The law of large numbers

The law of large numbers#

Hide code cell content
# Don't change this cell; just run it.
import numpy as np
# Make random number generator.
rng = np.random.default_rng()
import matplotlib.pyplot as plt
# Make the plots look more fancy.
plt.style.use('fivethirtyeight')

You have already seen the law of large numbers in action, in the central limit theorem page.

The law of large numbers says that, as you take larger and larger samples from a population, the value of some statistic (such as the mean) from the sample will get closer and closer to the same statistic calculated from the population.

In this page, we look at probabilities and proportions.

Consider the set up in the Laws of Probability page. In that set up, we had a car park with 100 cars, of which 30 were red.

p_red = 30 / 100

Now let’s consider another variant. Now we have a huge car park. Let’s say we consider the largest car park in the world, with 20,000 spaces, in West Edmonton Mall, Edmonton, Alberta.

Again, we assume that there is an equal likelihood of any one car in the car park leaving next.

This time though, pretend we don’t know the proportion of red cars. We want to estimate that proportion by looking at a sample of cars leaving the car park.

In fact — although we don’t know this (wink) — the actual proportion in the full 20,000 car park is 30%

p_red = 0.3
p_not_red = 0.7

The car park is huge. We are going to take samples of around 100 or 1000 cars. Let’s assume that the car park is so big, that even after taking a sample of 999 cars, the probability for the next car being red or not red is the same (it won’t be, exactly, but near enough). So, we’ll draw our samples of cars with replacement, just to make things easier to think about, as if the car had gone out, entered our sample, and gone back in again, to become one of the 20,000 cars that can be next in our sample.

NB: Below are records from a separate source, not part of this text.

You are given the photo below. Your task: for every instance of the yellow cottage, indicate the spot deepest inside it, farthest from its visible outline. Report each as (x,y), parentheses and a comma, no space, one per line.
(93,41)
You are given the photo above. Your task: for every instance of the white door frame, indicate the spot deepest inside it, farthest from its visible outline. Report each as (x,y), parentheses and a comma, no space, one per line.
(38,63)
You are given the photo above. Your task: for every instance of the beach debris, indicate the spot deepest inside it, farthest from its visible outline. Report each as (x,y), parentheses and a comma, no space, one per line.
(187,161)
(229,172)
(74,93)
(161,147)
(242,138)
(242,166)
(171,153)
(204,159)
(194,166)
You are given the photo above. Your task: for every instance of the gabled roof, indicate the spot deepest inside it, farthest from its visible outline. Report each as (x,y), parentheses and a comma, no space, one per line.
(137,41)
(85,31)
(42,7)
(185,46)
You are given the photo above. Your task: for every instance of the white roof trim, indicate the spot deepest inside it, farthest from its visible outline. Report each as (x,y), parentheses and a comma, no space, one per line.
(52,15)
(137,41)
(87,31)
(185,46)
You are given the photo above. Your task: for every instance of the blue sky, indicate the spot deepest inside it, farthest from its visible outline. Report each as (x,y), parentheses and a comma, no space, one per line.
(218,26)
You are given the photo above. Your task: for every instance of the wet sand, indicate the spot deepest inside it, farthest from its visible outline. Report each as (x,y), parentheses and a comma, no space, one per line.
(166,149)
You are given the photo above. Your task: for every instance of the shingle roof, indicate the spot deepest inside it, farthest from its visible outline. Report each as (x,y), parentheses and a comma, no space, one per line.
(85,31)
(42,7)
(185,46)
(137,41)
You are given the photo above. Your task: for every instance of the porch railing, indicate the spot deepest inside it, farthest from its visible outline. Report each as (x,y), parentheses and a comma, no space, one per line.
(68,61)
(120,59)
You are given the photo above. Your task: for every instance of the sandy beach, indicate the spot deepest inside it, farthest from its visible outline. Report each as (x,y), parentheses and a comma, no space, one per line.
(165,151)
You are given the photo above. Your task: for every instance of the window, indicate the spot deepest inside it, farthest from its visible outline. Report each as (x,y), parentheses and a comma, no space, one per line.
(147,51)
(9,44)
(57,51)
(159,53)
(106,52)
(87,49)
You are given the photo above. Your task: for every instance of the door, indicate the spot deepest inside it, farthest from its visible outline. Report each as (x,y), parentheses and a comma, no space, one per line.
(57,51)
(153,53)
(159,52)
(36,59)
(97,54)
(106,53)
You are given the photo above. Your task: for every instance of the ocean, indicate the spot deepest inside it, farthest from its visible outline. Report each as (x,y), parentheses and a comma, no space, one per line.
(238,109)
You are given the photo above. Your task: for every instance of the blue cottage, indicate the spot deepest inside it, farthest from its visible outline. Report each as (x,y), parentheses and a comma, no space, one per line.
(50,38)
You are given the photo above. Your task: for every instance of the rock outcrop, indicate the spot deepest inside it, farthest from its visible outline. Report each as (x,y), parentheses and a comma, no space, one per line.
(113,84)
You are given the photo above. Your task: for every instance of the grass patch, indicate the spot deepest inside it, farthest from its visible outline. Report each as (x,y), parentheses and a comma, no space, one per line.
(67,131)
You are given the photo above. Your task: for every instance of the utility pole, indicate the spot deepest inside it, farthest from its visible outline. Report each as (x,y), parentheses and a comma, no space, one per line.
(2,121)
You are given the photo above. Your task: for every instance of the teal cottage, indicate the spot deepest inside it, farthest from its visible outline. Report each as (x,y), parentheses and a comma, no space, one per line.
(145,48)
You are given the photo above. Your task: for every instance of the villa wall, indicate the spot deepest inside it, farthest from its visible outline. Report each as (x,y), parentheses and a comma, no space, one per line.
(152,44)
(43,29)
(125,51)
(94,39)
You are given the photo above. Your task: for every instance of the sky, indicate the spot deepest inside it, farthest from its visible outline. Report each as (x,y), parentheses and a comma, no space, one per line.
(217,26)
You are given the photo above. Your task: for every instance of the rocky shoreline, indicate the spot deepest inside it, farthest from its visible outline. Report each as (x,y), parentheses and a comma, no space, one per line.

Here we think about what happens as we take samples with larger and larger number of cars, and take the proportion (this is also an average) of reds in the sample.

The law of large numbers says that, as we take more samples of the cars, the proportion of reds in the sample will get closer and closer to the probability of getting red on any one trial.

Let’s start by taking samples of 100 cars. One sample will be one trial.

Here’s one trial, taking 100 cars:

cars = rng.choice(['red', 'not_red'],
                   p=[p_red, p_not_red],
                   size=100)
prop = np.count_nonzero(cars == 'red') / 100
print('Proportion of red', prop)
Proportion of red 0.31

Now we run 1000 trials. On each trial we get 100 cars, and record the proportion of red. Finally we show the spread of proportions that we get.

n_iters = 10000
n_cars = 100
props = np.zeros(n_iters)
for i in np.arange(n_iters):
    samples = rng.choice(['red', 'not_red'],
                         p=[p_red, p_not_red],
                         size=n_cars)
    props[i] = np.count_nonzero(samples == 'red') / n_cars
# Define the bins for the histogram to make them comparable across n_cars
plt.hist(props, bins=np.arange(0.15, 0.45, 0.01))
plt.xlabel('Proportions')
plt.title('Proportions for p=0.3, ' +  str(n_cars) + ' samples');
../_images/824ae2698e8351a50eea4439cfc63c0de92eea32044fa08cc8fdeb7875e9143f.png

Because we want to repeat this several times with different numbers of cars, we make the code above into a function:

def show_proportions(n_cars, n_iters=10000):
    props = np.zeros(n_iters)
    for i in np.arange(n_iters):
        samples = rng.choice(['red', 'not_red'],
                              p=[p_red, p_not_red],
                              size=n_cars)
        props[i] = np.count_nonzero(samples == 'red') / n_cars
    # Define the bins for the histogram to make them comparable across n_cars
    plt.hist(props, bins=np.arange(0.15, 0.45, 0.01))
    plt.xlabel('Proportions')
    plt.title('Proportions for p=0.3, ' +  str(n_cars) + ' samples');

Here is the spread (distribution) we saw above, for 100 car samples, but using the function.

show_proportions(100)
../_images/b0a61cf17b03ed435ba9c815df0b72f91856c924e98efb2eabb4cc70186279a2.png

The law of large numbers says that, the larger the number of cars in our sample, the closer the proportions become, to the expected proportion — which is the probability, 0.3.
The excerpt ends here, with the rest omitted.